- Battle of Kwatarkwashi: Part of Pacification of Northern Nigeria
| Date | 27 February 1903 |
| Location | Kwatarkwashi, Zamfara, Northern Nigeria |
| Result | British Victory Dissolution of the Kano Emirate; |

Belligerents
- Sokoto Caliphate Kano Emirate;: British Empire Protectorate of Northern Nigeria;

Commanders and leaders
- Aliyu Babba Ahmadu Shahada †: Frederick Lugard Wallace Duffield

Strength
- 3,000 cavalry.: 100 cavalry, 2,000 infantry.

Casualties and losses
- Unknown, but heavy: 44 dead and wounded

= Battle of Kwatarkwashi =

The Battle of Kwatarkwashi was a decisive battle between the British administered Protectorate of Northern Nigeria and forces of the Sokoto Caliphate's Kano Emirate.
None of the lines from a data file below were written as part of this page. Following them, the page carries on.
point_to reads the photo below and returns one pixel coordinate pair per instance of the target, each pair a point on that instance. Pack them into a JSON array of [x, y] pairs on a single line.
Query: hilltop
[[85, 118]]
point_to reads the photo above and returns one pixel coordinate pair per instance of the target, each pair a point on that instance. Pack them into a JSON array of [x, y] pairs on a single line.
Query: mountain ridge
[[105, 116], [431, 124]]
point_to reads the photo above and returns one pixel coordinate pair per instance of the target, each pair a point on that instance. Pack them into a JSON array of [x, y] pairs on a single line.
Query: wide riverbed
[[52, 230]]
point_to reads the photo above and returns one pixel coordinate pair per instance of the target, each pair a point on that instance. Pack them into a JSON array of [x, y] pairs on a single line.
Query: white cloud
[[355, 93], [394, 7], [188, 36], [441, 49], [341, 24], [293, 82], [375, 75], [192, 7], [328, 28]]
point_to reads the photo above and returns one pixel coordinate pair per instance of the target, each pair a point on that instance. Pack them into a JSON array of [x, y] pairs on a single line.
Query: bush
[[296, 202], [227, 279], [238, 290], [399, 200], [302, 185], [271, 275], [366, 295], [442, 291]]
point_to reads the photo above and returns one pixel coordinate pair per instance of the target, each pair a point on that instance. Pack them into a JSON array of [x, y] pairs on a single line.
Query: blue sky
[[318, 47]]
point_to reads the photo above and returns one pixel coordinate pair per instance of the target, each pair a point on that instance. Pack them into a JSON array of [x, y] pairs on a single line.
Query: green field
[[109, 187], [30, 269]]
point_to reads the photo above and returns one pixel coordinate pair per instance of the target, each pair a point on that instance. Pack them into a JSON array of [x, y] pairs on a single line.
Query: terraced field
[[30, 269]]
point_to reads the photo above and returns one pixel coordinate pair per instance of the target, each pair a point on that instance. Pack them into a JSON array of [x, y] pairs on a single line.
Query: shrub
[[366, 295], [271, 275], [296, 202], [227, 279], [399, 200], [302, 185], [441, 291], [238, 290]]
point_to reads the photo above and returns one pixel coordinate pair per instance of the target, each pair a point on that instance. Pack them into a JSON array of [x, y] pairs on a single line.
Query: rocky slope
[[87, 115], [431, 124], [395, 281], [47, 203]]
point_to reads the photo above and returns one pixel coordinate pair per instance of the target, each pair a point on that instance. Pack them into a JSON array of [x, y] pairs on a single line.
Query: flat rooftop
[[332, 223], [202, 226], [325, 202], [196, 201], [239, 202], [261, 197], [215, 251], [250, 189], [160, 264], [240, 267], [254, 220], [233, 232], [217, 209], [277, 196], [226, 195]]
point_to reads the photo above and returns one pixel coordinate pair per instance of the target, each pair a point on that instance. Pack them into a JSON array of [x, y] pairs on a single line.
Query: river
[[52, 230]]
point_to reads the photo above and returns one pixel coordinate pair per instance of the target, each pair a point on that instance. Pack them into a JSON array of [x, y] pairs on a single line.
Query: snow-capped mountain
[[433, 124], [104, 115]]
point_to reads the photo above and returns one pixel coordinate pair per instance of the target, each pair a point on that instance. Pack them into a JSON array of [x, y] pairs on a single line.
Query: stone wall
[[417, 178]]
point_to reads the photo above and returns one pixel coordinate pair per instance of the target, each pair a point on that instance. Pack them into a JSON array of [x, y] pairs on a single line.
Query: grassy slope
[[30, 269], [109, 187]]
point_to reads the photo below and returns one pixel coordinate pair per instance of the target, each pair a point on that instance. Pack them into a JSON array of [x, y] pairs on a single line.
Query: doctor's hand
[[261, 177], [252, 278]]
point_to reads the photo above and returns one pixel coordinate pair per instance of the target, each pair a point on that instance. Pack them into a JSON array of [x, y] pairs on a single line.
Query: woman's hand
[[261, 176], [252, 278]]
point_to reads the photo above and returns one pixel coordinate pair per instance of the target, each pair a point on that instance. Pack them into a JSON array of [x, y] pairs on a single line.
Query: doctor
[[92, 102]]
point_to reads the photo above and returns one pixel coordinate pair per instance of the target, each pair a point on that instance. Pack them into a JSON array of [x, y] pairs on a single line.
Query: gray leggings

The defeat of the Kano cavalry in the battle marked the formative end of the Kano Emirate.

==Background==
In 1899, Lord Lugard had proclaimed a British protectorate over much of the Sokoto Caliphate. With the failure of numerous diplomatic overtures to the Caliph, in 1900 a military campaign was launched to subdue the caliphate.
when news of the Battle of Kano and the fall of the fort of Kano reached Sokoto in February 1903, the Kano cavalry embarked on a march to retake the city.

==Battle==
After three previous victorious encounters with British forces, a large British force from Kano ambushed the Kano cavalry at the great rocks of Kwatarkwashi. After a 6-hour encounter, the death of the vizier of Kano led the remnant of the cavalry to retreat back to Sokoto, a substantial part of the force however under Muhammad Abbas surrendered to the British and proceeded back to Kano.

At Kano, Muhammad Abbas was proclaimed Emir of Kano. The last of the Kano cavalry were integrated into the Caliphal force of Sokoto.